## Using Phi-3 as relevance judge

In this notebook we will use [Phi-3](https://huggingface.co/microsoft/Phi-3-mini-4k-instruct) as a relevance judge between a query and a document. 

## Requirements

For this notebook, you will need a working Python environment (**Python 3.10.x** or later) and some Python dependencies:
- `torch`, to use PyTorch as our backend
- Huggingface's `transformers` library
- `accelerate` and`bitsandbytes` for quantization support (a GPU is required to enable quantization)
- `scikit-learn` for metrics computation
- `pandas` for generic data handling

## Installing packages

Let's start by installing the necessary Python libraries (preferably in a virtual environment)


In [None]:
!pip install -U torch transformers accelerate bitsandbytes scikit-learn pandas

---

## Implementation

First, the necessary imports:

In [None]:
from collections import Counter
from functools import partial
from typing import Any, Iterable, List, Optional
import json
import re

from sklearn.metrics import f1_score, precision_score, recall_score
from transformers import (
    AutoModelForCausalLM,
    AutoTokenizer,
    BitsAndBytesConfig,
    pipeline,
)
import pandas as pd
import torch

Now, let's create a class that will responsible for loading the `Phi-3` model and perform inference on its inputs.

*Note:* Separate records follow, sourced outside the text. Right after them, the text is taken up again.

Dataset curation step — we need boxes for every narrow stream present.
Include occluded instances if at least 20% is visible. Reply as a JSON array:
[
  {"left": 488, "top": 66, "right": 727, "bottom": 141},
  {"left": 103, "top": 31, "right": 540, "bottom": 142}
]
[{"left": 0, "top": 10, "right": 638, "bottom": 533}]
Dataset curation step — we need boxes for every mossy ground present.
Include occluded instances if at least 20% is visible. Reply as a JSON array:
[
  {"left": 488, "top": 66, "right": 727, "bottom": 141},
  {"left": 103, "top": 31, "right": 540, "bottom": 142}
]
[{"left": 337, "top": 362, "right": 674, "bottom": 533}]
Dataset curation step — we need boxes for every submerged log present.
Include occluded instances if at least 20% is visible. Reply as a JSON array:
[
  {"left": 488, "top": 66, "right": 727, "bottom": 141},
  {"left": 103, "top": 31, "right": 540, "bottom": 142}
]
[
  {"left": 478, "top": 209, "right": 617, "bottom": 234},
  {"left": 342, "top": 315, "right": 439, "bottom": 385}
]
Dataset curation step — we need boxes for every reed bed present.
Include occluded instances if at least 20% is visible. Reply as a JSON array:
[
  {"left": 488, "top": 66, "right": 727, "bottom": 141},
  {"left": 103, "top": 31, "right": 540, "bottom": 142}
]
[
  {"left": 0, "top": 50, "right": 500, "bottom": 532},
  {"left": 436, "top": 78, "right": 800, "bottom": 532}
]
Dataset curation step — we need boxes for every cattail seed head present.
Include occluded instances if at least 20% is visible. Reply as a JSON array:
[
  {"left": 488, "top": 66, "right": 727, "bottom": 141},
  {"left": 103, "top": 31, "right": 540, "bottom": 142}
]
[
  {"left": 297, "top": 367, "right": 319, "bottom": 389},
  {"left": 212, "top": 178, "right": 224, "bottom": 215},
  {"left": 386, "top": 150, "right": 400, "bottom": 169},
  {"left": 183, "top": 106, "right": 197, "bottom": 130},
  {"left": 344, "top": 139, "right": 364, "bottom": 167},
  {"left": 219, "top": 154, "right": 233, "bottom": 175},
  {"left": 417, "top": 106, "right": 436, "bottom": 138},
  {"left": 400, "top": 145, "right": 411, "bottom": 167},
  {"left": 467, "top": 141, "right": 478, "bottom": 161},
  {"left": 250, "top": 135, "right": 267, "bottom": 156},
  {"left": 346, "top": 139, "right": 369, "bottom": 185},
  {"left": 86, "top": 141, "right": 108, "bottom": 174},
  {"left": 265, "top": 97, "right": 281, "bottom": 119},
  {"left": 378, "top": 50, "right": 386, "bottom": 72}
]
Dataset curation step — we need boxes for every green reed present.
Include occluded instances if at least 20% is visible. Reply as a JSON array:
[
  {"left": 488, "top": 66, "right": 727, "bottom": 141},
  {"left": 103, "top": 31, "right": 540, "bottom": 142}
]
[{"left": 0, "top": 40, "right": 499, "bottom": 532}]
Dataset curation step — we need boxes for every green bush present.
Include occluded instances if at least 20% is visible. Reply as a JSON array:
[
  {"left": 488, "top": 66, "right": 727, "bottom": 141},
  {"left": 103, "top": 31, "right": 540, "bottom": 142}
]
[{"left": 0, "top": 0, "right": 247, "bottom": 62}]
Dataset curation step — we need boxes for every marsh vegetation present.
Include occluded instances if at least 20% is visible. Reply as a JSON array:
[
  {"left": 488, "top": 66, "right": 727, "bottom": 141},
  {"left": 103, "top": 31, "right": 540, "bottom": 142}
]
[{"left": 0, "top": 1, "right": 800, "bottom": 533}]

A few notes before we dive into the code:
* Even though Phi-3 is a small language model (SLM) with a parameter count of 3.8B we load it with 4-bit quantization that makes it a good choice even for consumer-grade GPUs
* Following the example code provided in the corresponding HF page [here](https://huggingface.co/microsoft/Phi-3-mini-4k-instruct) we are also using text generation pipelines to perform inference. More optimized setups are possible but out of scope for this notebook
* Regular expressions are used to extract the answer from the LLM output. The `response_types` argument defines the set of acceptable classes (e.g. `Relevant`, `Not Relevant`)
* There are two options for decoding:
    * `greedy decoding`, where sampling is disabled and the outputs are (more or less) deterministic
    * `beam decoding`, where multiple LLM calls for the same set of inputs are performed and the results are aggregated through majority voting. In the code below `iterations` is the number of LLM calls requested with an appropriate setting for the `temperature` (e.g. 0.5)



In [None]:
def get_device_map():
    """Retrieve the backend"""
    if torch.cuda.is_available():
        return "cuda"

    if torch.backends.mps.is_available():
        return "mps"

    return "auto"


class Phi3Evaluator:
    """Evaluator based on the Phi-3 model"""

    def __init__(
        self,
        model_name_or_path: str,
        response_types: List[str],
        iterations: int = 1,
        temperature: float = 0.0,
    ):

        # set 4-bit quantization
        quant_config = BitsAndBytesConfig(load_in_4bit=True)
        model = AutoModelForCausalLM.from_pretrained(
            model_name_or_path,
            torch_dtype="auto",
            trust_remote_code=True,
            device_map=get_device_map(),
            quantization_config=quant_config if get_device_map() == "cuda" else None,
        )
        tokenizer = AutoTokenizer.from_pretrained(model_name_or_path)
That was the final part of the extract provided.